According to Jeff White, marketing manager at HP's Little Falls Analytical Division in Wilmington, DE, Cyrano's approach to portable, inexpensive, easy-to-use sensors complements HP's instrumentation expertise. "We believe their chip-based sensors will find applications in many different markets," White said, "including the large and exciting home market."
4440A Chemical Sensor
Although HP's 4440A chemical mass sensor will hardly make electronic noses more portable or affordable (see figure of a completely configured 4440A), it will impart functionality that has previously been lacking in other electronic noses, i.e. confirmation of a chemical's atomic mass. As such the combination of the 4440A and the electronic nose will, at least in the near term, be much more likely deployed in process settings than in your favorite refrigerator.
The 4440A uses quadrupole technology as a mass sensor to provide qualitative and quantitative information about sample attributes. HP claims the 4440A is rugged, stable, and reliable in a variety of laboratory environments. It is not affected by moisture, humidity, or other substances that can poison typical solid-state sensors.
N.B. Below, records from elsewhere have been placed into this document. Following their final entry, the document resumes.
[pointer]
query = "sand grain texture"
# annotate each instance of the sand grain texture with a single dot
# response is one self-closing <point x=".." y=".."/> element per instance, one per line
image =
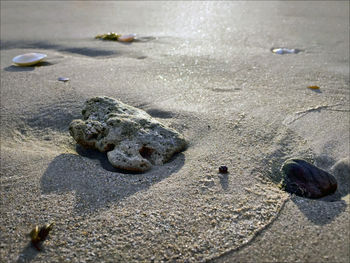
<point x="235" y="102"/>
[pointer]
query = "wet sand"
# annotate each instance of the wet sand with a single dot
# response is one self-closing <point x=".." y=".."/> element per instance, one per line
<point x="206" y="70"/>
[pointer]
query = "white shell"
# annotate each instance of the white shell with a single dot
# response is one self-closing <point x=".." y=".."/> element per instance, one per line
<point x="127" y="38"/>
<point x="28" y="59"/>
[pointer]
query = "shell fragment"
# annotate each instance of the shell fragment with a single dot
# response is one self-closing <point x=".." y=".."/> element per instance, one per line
<point x="28" y="59"/>
<point x="284" y="50"/>
<point x="63" y="79"/>
<point x="127" y="38"/>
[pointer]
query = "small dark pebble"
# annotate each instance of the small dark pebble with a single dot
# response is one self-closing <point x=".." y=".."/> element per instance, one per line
<point x="63" y="79"/>
<point x="304" y="179"/>
<point x="223" y="169"/>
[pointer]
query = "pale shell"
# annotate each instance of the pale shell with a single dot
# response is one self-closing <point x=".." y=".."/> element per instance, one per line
<point x="28" y="59"/>
<point x="127" y="38"/>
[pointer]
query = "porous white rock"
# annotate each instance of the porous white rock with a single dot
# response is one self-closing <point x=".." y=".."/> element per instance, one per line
<point x="133" y="140"/>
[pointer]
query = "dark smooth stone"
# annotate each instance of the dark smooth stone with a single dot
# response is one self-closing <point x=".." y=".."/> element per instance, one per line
<point x="304" y="179"/>
<point x="223" y="169"/>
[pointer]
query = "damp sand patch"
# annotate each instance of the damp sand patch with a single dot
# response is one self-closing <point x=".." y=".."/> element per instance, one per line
<point x="183" y="211"/>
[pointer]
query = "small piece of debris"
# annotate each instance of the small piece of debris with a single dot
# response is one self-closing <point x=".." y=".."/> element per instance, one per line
<point x="63" y="79"/>
<point x="284" y="50"/>
<point x="313" y="87"/>
<point x="116" y="37"/>
<point x="39" y="235"/>
<point x="223" y="169"/>
<point x="28" y="59"/>
<point x="108" y="36"/>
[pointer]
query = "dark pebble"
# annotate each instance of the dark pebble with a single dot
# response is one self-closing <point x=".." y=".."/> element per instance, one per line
<point x="223" y="169"/>
<point x="304" y="179"/>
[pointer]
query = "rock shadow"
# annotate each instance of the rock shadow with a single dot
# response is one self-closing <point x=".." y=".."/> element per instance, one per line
<point x="85" y="51"/>
<point x="96" y="183"/>
<point x="320" y="211"/>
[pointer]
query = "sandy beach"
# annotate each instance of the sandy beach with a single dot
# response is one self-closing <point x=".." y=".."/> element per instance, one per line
<point x="205" y="69"/>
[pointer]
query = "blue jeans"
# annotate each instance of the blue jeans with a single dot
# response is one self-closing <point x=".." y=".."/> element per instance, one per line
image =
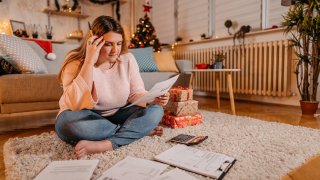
<point x="122" y="128"/>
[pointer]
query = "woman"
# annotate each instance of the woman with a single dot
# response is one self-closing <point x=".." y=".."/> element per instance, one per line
<point x="99" y="78"/>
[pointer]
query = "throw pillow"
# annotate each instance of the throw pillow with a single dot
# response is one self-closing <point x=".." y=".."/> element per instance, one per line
<point x="23" y="57"/>
<point x="145" y="59"/>
<point x="6" y="67"/>
<point x="165" y="62"/>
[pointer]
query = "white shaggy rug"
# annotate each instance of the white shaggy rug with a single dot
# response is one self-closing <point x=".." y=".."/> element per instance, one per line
<point x="264" y="150"/>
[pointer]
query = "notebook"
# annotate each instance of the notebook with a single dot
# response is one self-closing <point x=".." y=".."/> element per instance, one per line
<point x="202" y="162"/>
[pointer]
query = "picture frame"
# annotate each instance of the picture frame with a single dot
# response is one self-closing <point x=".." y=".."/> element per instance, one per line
<point x="17" y="25"/>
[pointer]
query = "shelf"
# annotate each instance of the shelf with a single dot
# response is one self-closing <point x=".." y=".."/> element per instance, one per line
<point x="75" y="37"/>
<point x="53" y="41"/>
<point x="64" y="13"/>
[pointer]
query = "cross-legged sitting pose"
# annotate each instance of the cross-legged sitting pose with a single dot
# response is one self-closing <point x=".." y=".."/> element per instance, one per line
<point x="99" y="78"/>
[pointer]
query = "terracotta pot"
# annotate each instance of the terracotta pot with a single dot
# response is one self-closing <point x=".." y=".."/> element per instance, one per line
<point x="309" y="107"/>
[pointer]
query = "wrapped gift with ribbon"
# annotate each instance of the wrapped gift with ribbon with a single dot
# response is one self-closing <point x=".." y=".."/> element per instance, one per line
<point x="186" y="108"/>
<point x="179" y="94"/>
<point x="181" y="121"/>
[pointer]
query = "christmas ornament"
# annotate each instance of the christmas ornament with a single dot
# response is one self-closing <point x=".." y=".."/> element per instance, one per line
<point x="146" y="7"/>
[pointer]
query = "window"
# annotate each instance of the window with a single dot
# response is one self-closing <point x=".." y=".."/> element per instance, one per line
<point x="189" y="19"/>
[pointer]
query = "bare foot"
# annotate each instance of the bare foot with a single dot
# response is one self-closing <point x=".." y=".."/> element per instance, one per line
<point x="157" y="131"/>
<point x="85" y="147"/>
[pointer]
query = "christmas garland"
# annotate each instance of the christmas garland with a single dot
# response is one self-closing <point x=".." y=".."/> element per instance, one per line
<point x="103" y="1"/>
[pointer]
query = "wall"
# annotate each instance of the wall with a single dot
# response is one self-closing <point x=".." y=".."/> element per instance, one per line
<point x="253" y="37"/>
<point x="30" y="12"/>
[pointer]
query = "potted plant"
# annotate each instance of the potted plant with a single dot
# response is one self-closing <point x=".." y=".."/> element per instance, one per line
<point x="218" y="61"/>
<point x="303" y="22"/>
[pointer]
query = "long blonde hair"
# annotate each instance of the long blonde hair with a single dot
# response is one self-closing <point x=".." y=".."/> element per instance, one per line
<point x="100" y="26"/>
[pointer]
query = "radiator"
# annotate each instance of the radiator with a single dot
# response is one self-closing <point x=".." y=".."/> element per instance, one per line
<point x="265" y="68"/>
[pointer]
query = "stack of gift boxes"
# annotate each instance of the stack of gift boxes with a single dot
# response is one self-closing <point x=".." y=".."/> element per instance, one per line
<point x="181" y="110"/>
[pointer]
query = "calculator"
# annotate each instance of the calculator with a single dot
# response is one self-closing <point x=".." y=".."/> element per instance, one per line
<point x="188" y="139"/>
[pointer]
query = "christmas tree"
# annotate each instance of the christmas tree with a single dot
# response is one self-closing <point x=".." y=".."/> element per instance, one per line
<point x="145" y="35"/>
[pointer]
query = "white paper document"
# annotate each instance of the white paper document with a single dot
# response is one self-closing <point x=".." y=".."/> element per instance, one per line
<point x="174" y="175"/>
<point x="134" y="169"/>
<point x="199" y="161"/>
<point x="68" y="170"/>
<point x="157" y="90"/>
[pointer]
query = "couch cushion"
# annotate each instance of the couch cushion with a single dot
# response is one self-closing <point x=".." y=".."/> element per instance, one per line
<point x="23" y="57"/>
<point x="20" y="88"/>
<point x="145" y="59"/>
<point x="6" y="67"/>
<point x="26" y="107"/>
<point x="165" y="62"/>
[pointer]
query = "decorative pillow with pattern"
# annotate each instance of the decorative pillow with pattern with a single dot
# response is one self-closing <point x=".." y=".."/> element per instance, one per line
<point x="145" y="59"/>
<point x="6" y="67"/>
<point x="23" y="57"/>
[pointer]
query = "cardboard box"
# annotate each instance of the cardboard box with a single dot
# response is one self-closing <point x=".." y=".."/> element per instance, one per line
<point x="181" y="121"/>
<point x="186" y="108"/>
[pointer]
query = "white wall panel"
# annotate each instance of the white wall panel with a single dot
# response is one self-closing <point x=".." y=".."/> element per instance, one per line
<point x="193" y="19"/>
<point x="163" y="20"/>
<point x="240" y="12"/>
<point x="276" y="12"/>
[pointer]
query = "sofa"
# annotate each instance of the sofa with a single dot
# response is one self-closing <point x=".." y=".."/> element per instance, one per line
<point x="31" y="100"/>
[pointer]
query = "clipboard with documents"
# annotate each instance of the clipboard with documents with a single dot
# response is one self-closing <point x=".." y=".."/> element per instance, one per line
<point x="202" y="162"/>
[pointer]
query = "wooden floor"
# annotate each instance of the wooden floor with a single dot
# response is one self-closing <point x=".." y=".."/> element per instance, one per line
<point x="284" y="114"/>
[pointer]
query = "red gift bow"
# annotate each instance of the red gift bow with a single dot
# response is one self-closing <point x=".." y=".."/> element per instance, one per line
<point x="175" y="92"/>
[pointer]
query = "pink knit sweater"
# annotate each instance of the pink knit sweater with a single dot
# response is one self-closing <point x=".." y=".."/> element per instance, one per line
<point x="112" y="88"/>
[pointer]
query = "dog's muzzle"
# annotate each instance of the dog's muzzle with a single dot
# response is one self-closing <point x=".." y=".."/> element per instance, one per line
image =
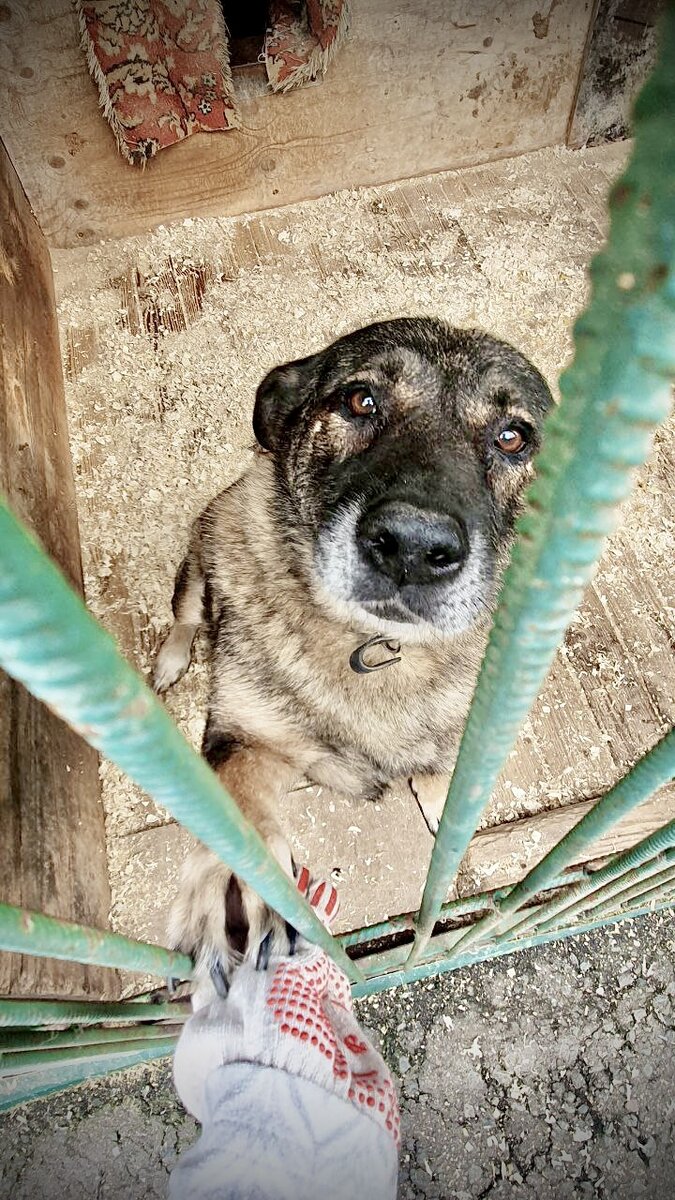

Electronic Nose Technology
Like the complex system of receptors and neurons that "fingerprint" and store electrical signatures to the brain in the human nose, the essentially limitless number of different patterns generated by combinations of unique polymers enables Cyrano Sciences to offer a wide range of odor-detection capabilities from one technology base.
This broadly tuned array of sensors sets itself apart from other technologies because it offers minimal (currently sub-second) cycle time, can detect multiple odors, can work in almost any environment without special sample preparation or isolation conditions, and does not require advanced sensor design or cleansing between tests.
The underlying principle of Cyrano Sciences' electronic nose is simple. An array of sensors, composed of dispersed conductive particles within organic polymers, expands like a sponge when it comes in contact with a vapor, increasing the resistance of the composite. The normalized change in resistance is then transmitted to a processor to identify the type, quantity, and quality of the odor based on the pattern change in the sensor array.
Polymers swell to varying degrees because of their unique response to different vapors. Regardless of whether an odor results from a complex mixture of chemicals in vapor or from a single chemical, the technology contains enough polymer arrays to yield a distinct electrical fingerprint for each vapor. In the end, the pattern of resistance changes on the array is diagnostic of the vapor, while the amplitude of the patterns indicates the concentration of the vapor.
Cyrano Sciences was founded by Nathan S. Lewis, Robert H. Grubbs, and Rodney M Goodman, all engineering professors at the California Institute of Technology.